Jack Butala: I knew, if I led you down that path, you would close. Because you’re a closer, you’re a sales closer.

Jill DeWit: Yeah, and we’re out. No just kidding. Thank you.

Jack Butala: Join us in another episode where Jack and Jill talk about pregnancy, in a derogatory manner. That’s me.

Jill DeWit: Oh my gosh. And inspiration in how to recover, that’s me.

Jack Butala: Just about anything you want.

Jill DeWit: We use it every day to buy lots of things for half of what they’re worth, and hopefully pay cash and sell immediately.

Jack Butala: You are not alone in your real estate ambition. Jill you’re a crack up man. How did that start?

Jill DeWit: I don’t know. You do lead me down these paths, you’re tricky doggone it. You know exactly what to say, and you know I’m not going to think first, quick second, and then I’m going to blurt out something and it’s like whoops.

Jack Butala: It’s really funny.

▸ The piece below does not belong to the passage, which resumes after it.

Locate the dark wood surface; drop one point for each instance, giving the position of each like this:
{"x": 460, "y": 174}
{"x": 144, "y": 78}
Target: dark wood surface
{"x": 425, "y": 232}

You know what’s worse, I see people do, all kidding aside, they just get down on themselves. Like oh I’m so stupid, there’s a huge difference between being stupid and doing something stupid. I do stupid stuff all the time.

Jill DeWit: I used to do that, because it’s a learned behavior, I learned it from a family member who would beat themselves up, so I would beat myself up, like God I’m an idiot. And then I realized, then I watch them doing and I’m like, “That’s not right.” So then I had to teach myself don’t do that.

Jack Butala: You know what’s really bad is malicious intents. Like if you do something and you’re pre-meditatively messing with somebody, that’s not good. But if you make an honest mistake and step on someone’s foot, I’m sorry man. If you do it on purpose with intent, that’s a whole different story.

Jill DeWit: Maybe they deserved it.

Jack Butala: Yes, maybe they did. Maybe. Or maybe you just need to walk away.

Jill DeWit: Right, oh gosh here comes the road rage conversation, let’s get this out of here.

Jack Butala: Let’s close while we’re ahead. Like in real estate, let’s close while we’re ahead. Information and inspiration to buy under-valued property.